Schema inference and evolution using COPY INTO

This section provides examples for common schema inference and evolution configurations using COPY INTO.

Syntax

COPY INTO my_table
FROM '/path/to/files'
FILEFORMAT = <format>
FORMAT_OPTIONS ('inferSchema' = 'true', `mergeSchema` = `true`)
COPY_OPTIONS ('mergeSchema' = 'true');

The following FORMAT_OPTIONS are available to infer the input schema automatically with COPY INTO:

  • inferSchema: Whether to infer the data types of the parsed records or to assume all columns are of StringType.

  • mergeSchema: Whether to infer the schema across multiple source files and to merge the schema of each source file.

    If the source files have the same schema, Databricks recommends using the default setting for mergeSchema in FORMAT_OPTIONS (false).

The following COPY_OPTIONS are available to evolve the target schema with COPY INTO:

  • mergeSchema: Whether to evolve the schema of the target Delta table based on the input schema.

    If the input schema and the target schema are the same, mergeSchema can be false in COPY_OPTIONS.

Infer and evolve CSV schema

The following example creates a schemaless Delta table called my_pipe_data and loads pipe-delimited CSV with a header.

mergeSchema is true in FORMAT_OPTIONS because the input files might have header or delimiter differences.

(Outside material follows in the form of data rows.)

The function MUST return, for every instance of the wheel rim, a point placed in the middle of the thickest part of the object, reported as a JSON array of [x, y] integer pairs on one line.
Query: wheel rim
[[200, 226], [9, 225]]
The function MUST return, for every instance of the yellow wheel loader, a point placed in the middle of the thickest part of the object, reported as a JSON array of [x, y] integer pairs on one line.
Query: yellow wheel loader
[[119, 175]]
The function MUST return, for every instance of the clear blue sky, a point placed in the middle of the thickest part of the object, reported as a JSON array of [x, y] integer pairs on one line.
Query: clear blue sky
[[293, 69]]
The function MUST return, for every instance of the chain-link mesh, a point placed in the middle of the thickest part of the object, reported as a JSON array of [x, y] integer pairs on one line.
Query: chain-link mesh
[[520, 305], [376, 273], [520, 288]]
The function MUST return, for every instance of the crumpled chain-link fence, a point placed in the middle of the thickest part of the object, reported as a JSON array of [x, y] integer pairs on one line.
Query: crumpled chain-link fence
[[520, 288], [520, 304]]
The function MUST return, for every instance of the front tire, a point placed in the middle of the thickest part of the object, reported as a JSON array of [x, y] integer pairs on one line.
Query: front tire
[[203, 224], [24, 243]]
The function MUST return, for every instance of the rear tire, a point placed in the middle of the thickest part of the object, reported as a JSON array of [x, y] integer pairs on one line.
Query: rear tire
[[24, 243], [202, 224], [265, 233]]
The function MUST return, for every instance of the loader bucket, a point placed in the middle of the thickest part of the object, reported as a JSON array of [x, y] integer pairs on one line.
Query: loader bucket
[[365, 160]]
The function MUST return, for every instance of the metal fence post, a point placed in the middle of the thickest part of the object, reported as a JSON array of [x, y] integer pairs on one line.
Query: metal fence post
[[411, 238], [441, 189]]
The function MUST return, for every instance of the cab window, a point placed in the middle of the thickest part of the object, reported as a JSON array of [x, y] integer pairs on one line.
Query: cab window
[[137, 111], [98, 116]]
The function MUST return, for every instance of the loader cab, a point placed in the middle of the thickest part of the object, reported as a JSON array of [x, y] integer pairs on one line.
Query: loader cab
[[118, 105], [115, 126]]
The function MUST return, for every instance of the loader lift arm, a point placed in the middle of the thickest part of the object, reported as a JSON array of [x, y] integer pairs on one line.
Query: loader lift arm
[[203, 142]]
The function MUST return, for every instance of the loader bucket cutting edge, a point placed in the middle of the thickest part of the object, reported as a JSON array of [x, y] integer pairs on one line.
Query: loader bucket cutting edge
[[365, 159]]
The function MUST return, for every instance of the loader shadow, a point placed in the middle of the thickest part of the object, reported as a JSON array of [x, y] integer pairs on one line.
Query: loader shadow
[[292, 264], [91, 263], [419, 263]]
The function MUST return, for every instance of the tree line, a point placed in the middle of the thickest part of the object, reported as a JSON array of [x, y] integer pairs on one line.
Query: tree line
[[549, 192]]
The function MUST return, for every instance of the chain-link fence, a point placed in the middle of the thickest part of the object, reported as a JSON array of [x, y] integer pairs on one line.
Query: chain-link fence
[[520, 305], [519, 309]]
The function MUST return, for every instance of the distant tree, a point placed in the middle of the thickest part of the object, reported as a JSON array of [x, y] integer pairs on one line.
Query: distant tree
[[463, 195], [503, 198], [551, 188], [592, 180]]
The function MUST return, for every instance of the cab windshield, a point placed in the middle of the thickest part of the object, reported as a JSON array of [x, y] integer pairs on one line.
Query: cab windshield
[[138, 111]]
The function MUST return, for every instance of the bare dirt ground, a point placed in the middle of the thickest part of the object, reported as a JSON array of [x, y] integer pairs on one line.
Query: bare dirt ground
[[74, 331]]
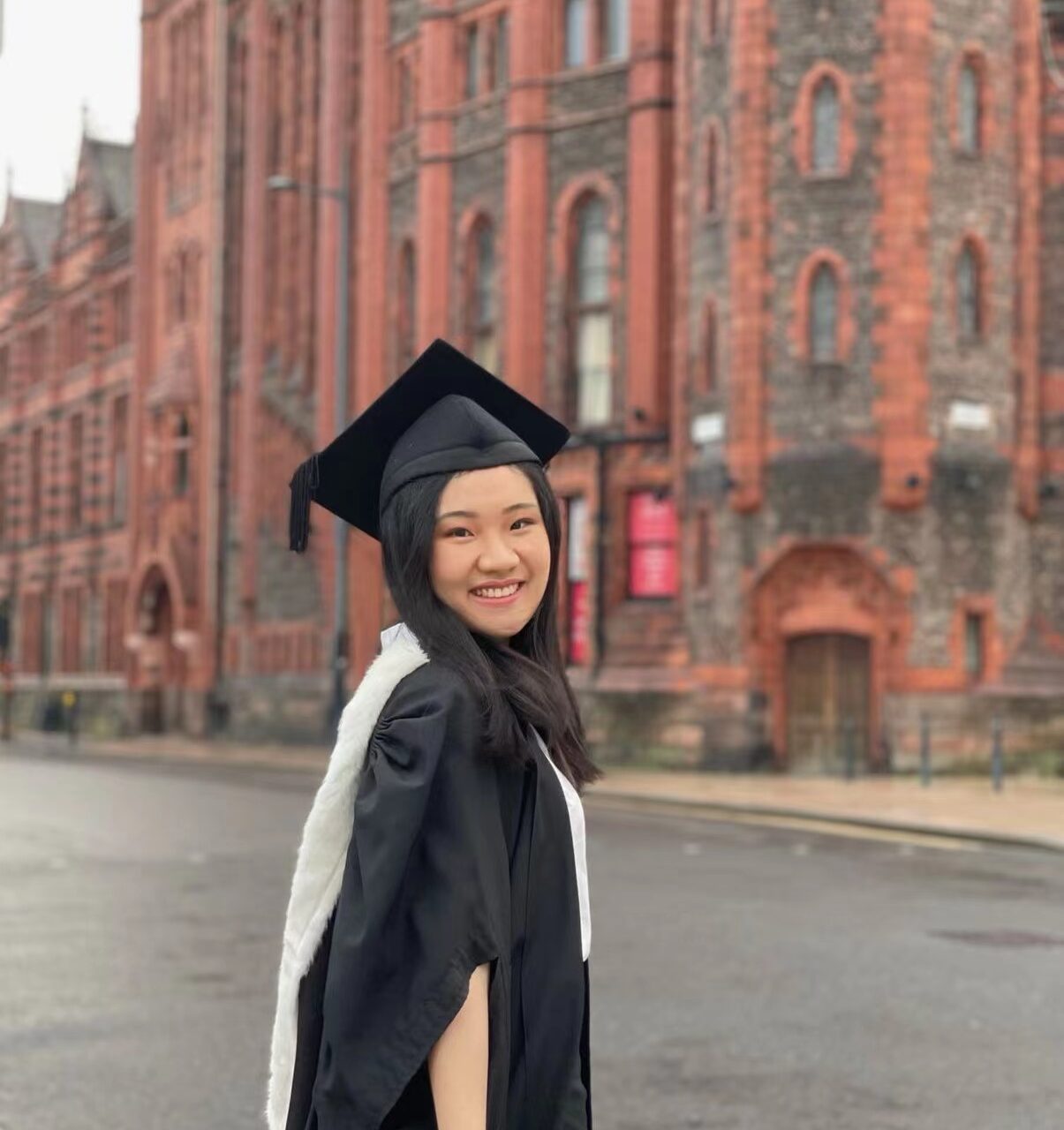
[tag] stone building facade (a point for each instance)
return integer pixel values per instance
(790, 271)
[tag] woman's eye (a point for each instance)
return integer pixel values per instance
(462, 529)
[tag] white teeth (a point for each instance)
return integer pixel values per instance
(510, 589)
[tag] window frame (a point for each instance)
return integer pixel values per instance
(584, 310)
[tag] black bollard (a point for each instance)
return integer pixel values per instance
(925, 750)
(998, 759)
(849, 742)
(71, 701)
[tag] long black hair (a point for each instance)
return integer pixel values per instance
(519, 684)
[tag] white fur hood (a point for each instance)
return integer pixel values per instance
(319, 867)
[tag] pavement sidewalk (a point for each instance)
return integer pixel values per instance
(1029, 811)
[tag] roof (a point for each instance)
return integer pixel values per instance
(114, 162)
(39, 222)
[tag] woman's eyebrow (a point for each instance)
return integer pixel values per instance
(472, 513)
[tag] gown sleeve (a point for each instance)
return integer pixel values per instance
(424, 899)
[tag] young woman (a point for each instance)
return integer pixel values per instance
(434, 973)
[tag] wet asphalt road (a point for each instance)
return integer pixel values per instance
(743, 976)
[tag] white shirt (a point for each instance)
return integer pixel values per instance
(572, 802)
(579, 848)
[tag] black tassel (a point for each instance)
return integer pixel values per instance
(305, 485)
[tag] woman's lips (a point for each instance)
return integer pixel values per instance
(499, 601)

CREATE TABLE IF NOT EXISTS my_pipe_data;

COPY INTO my_pipe_data
  FROM 'gs://my-bucket/pipeData'
  FILEFORMAT = CSV
  FORMAT_OPTIONS ('mergeSchema' = 'true',
                  'delimiter' = '|',
                  'header' = 'true')
  COPY_OPTIONS ('mergeSchema' = 'true');

Ignore corrupt files while loading data

If the data you’re loading can’t be read due to some corruption issue, those files can be skipped by setting ignoreCorruptFiles to true in the FORMAT_OPTIONS.

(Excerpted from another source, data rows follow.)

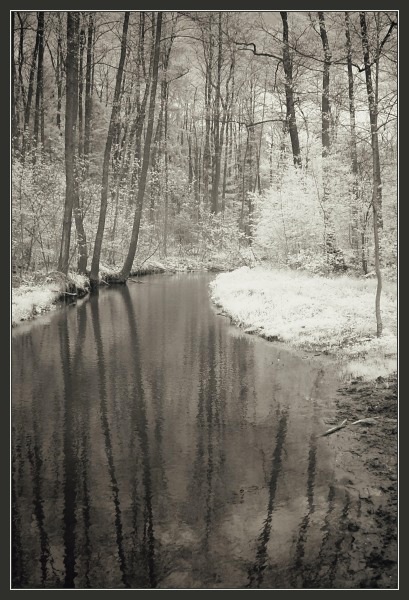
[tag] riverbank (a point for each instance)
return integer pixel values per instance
(333, 316)
(42, 293)
(39, 293)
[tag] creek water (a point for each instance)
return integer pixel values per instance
(156, 445)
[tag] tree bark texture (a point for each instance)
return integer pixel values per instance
(94, 276)
(126, 269)
(289, 94)
(71, 110)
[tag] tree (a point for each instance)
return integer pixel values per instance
(372, 92)
(39, 108)
(94, 275)
(71, 110)
(126, 269)
(289, 93)
(354, 152)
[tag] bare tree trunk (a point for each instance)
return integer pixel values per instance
(126, 269)
(39, 87)
(217, 141)
(354, 155)
(334, 257)
(80, 95)
(376, 177)
(289, 94)
(107, 158)
(30, 91)
(59, 71)
(14, 129)
(88, 88)
(70, 135)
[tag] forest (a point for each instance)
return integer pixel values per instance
(204, 140)
(248, 163)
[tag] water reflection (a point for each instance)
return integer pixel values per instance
(155, 446)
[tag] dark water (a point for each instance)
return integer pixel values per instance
(155, 445)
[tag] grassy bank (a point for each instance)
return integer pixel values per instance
(331, 315)
(38, 293)
(41, 293)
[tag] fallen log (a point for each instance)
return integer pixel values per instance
(334, 429)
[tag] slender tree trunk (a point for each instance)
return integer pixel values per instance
(80, 95)
(107, 158)
(79, 225)
(165, 227)
(39, 87)
(88, 89)
(376, 170)
(126, 269)
(70, 135)
(354, 154)
(325, 103)
(217, 144)
(14, 129)
(289, 93)
(30, 91)
(334, 256)
(59, 71)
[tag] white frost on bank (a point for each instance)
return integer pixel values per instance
(28, 301)
(333, 314)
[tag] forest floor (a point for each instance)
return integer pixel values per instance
(335, 318)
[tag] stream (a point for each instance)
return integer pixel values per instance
(156, 445)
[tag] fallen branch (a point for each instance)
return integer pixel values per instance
(66, 293)
(368, 421)
(334, 429)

The result of the COPY INTO command returns how many files were skipped due to corruption in the num_skipped_corrupt_files column. This metric also shows up in the operationMetrics column under numSkippedCorruptFiles after running DESCRIBE HISTORY on the Delta table.

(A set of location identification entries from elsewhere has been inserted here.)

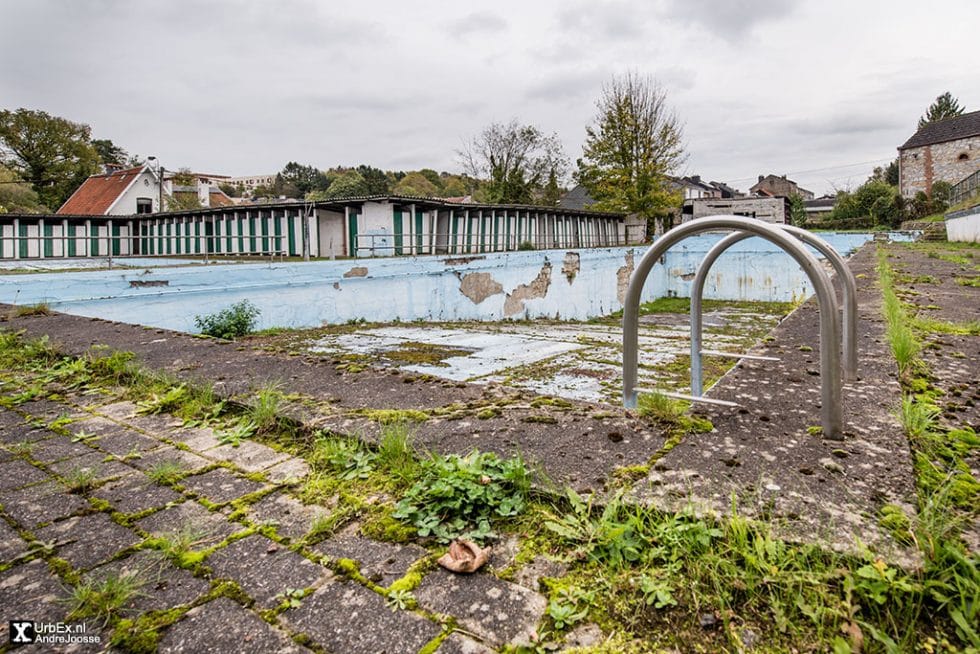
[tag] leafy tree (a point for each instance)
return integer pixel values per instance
(876, 201)
(454, 186)
(375, 180)
(231, 190)
(432, 176)
(635, 142)
(516, 160)
(416, 184)
(887, 174)
(300, 179)
(54, 154)
(945, 106)
(17, 196)
(349, 183)
(109, 152)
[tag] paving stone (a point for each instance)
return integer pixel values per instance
(221, 626)
(30, 592)
(264, 569)
(208, 527)
(291, 470)
(126, 442)
(380, 562)
(498, 611)
(157, 425)
(220, 485)
(59, 448)
(457, 644)
(96, 425)
(88, 540)
(96, 463)
(136, 493)
(11, 544)
(164, 585)
(23, 433)
(347, 617)
(291, 518)
(530, 575)
(584, 636)
(248, 455)
(199, 440)
(34, 505)
(17, 473)
(121, 411)
(188, 461)
(10, 421)
(45, 409)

Corrupt files aren’t tracked by COPY INTO, so they can be reloaded in a subsequent run if the corruption is fixed. You can see which files are corrupt by running COPY INTO in VALIDATE mode.

COPY INTO my_table
FROM '/path/to/files'
FILEFORMAT = <format>
[VALIDATE ALL]
FORMAT_OPTIONS ('ignoreCorruptFiles' = 'true')

Note

ignoreCorruptFiles is available in Databricks Runtime 11.3 LTS and above.